Он не знал, что «одна» — не значит «без власти».
Слухи начали расползаться. На посиделках в магазине женщины кивали:
— Галина Васильевна — молодец! Сама дом дочери поставила!
Дмитрий сначала смеялся, потом привык. Только ночью не спал — будто под кожей зудело что-то чужое. Ведь вся его жизнь была построена руками. А теперь об этом будто никто не знал.
Зимой Галина Васильевна перебралась насовсем.
Просто привезла чемоданы.
— У меня там скучно, а тут семья. Да и следить буду, чтоб всё по порядку, — сказала она, не глядя на сына-зятя.
Дмитрий тогда ничего не ответил.
Он вышел во двор, включил лампу в мастерской. Там стоял недоделанный шкаф — он делал его для будущей детской. Взял долото, ударил лишний раз, но по сердцу — не по дереву.
Той же ночью Ирина тихо заплакала.
А утром Галина Васильевна уже переставляла кровать в их спальне, чтобы «энергетика лучше шла по дому».
Ирина пыталась говорить спокойно:
— Мама, это наш дом. Дай нам самим решать.
— Наш — это какой? — удивилась та. — Мой тоже! Я ж его строила в мыслях. Без меня вы бы и не решились. Разве можно так забывать?
Ирина тогда впервые выкрикнула:
— Ты ничего не строила, мама! Ничего!
Галина Васильевна побледнела, приложила руку к сердцу, потом театрально опустилась в кресло:
— Вот до чего довела дочь родную. Дом, который я поставила, а меня теперь выгоняют...
С тех пор в доме стало холодно — не от температуры, а от накопленного напряжения. Дмитрий старался быть миротворцем, но внутри всё кипело. Работа в городе, дорога, счета — и дома ещё этот чёрствый фронт.

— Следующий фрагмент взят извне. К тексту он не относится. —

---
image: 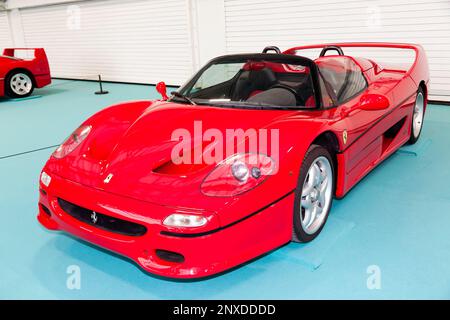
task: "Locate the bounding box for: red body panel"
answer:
[0,48,52,97]
[38,44,428,278]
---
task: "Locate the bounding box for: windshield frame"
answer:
[177,53,322,110]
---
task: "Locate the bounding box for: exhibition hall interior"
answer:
[0,0,450,300]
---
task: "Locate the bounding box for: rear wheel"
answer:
[408,87,425,144]
[5,71,34,98]
[292,145,334,242]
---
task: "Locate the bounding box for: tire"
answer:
[408,87,425,144]
[292,145,335,242]
[5,71,34,98]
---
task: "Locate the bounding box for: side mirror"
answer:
[359,93,390,111]
[156,81,169,101]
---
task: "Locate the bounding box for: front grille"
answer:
[58,198,147,237]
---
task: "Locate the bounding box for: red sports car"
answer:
[0,48,52,98]
[38,43,429,278]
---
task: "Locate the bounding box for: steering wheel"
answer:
[269,83,305,106]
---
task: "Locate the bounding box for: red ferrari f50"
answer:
[38,43,429,278]
[0,48,52,98]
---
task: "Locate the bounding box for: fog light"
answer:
[41,171,52,187]
[163,213,208,228]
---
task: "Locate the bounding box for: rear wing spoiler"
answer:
[3,48,50,74]
[283,42,430,84]
[3,48,47,60]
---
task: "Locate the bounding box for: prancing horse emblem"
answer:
[103,173,114,183]
[91,211,98,224]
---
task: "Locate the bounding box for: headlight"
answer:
[53,126,92,159]
[41,171,52,187]
[163,213,208,228]
[201,153,276,197]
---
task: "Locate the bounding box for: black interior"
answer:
[191,68,314,106]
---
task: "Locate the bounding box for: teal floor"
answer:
[0,80,450,299]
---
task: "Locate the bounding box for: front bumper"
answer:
[38,175,294,278]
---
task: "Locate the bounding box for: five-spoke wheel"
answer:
[293,145,334,242]
[6,71,34,98]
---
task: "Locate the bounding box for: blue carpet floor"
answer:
[0,80,450,299]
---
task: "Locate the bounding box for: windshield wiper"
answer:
[170,91,197,105]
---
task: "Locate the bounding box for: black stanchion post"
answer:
[95,74,109,94]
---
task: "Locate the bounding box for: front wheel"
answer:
[5,71,34,98]
[292,145,334,242]
[408,88,425,144]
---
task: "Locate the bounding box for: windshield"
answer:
[176,55,316,108]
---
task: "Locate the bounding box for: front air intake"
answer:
[58,198,147,237]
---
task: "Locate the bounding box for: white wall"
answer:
[0,0,450,101]
[0,12,13,50]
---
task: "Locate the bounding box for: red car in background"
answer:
[0,48,52,98]
[38,43,429,278]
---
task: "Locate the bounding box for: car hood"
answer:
[50,102,320,209]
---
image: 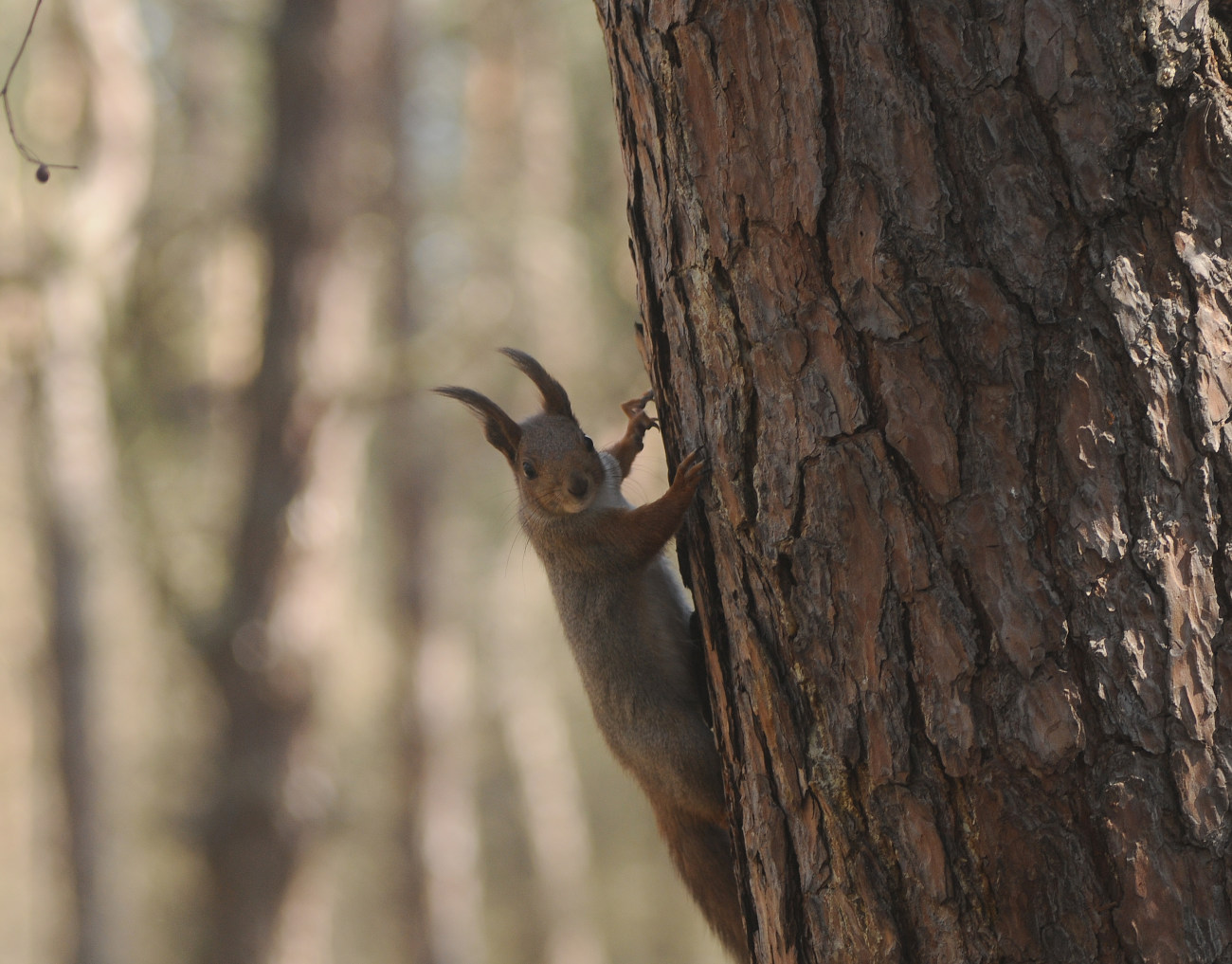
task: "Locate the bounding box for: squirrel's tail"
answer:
[656,807,751,964]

Весной он взял отгул и решил поставить баню — по-настоящему мужское дело, без советов и контроля. Вернулся с материалами, начал рубить фундамент, а сосед вдруг сказал, будто между делом:
— Хорошая у вас тёща. Хвалится, мол, баню тоже она сама решила строить. И фундамент уже заливать велела…
Дмитрий тогда впервые не сдержался.
Он просто сел на землю, глядя на строительный уровень, и долго не говорил. Потом подошёл к калитке и запер замок.
Тёщу он больше не впускал.
Делал вид, что уехал на работу, а сам трудился молча. Ирина ходила к матери, объясняла, что надо дать им место. Галина Васильевна обижалась, рыдала, всем жаловалась, что зять — «неблагодарный, без совести».
Однажды она всё же прорвалась во двор, пока Дмитрий ставил навес.
— Что ж ты, Дима, за человек такой? — крикнула она. — Без меня ты бы и фундамента не залил! Что ты всё себе приписываешь?
Он поднял взгляд. Спокойный, но ледяной.
— Галина Васильевна, вы говорите, что всё это ваше. Тогда знаете что? Заберите хоть одну стену. Хотя бы одну. Если сможете.
Она замерла.
Слова гулко упали в воздух — как молоток по железу.
Прошло полгода. Тёща перестала приезжать. Только изредка звонила Ире:
— Видимо, дом — теперь их. Я там лишняя.
Ирина чувствовала вину, но дыхание наконец стало легче. Дмитрий преобразился — молчал меньше, снова смеялся, строил баню, карабкал беседку. Жизнь снова текла.
А летом на калитке кто-то тихо оставил сумку с пирожками и записку:
"Я просто хотела, чтобы вы были счастливы. Простите, если перестаралась."
Ирина нашла записку, долго стояла, потом пошла на кухню и положила её между страницами семейного альбома. Ни слова больше не сказала мужу.
Дом дышал теплом. Галина Васильевна не появлялась, но иногда звонила внезапно — спросить, как погода. Ирина замечала: голос стал мягче, будто без прежней властности.
Через два года они праздновали новоселье уже по-настоящему. Всё наконец закончилось: и стены, и гостиная, и баня. На столе стояли пироги от Галины Васильевны — она пришла, тихо, будто гостья.
— Ну, красиво, — сказала она, сдвигая глаза к потолку. — Смотрю, без меня тоже ничего получилось, — добавила уже с мягкой усмешкой.
Дмитрий налил ей чай, ответил:
— Вы помогли — по-своему. Спасибо.
Их взгляды встретились. Без войны. Без укоров. Только усталое примирение взрослых людей, которые наконец поняли: дом — не только кирпичи. Это и ошибки, и прощения, и чужие амбиции, растворённые в запахе свежего хлеба.
А на подоконнике, где лежала та первая записка, солнце отразилось в стекле — маленьким отблеском благодарности, в котором тихо жил их новый мир.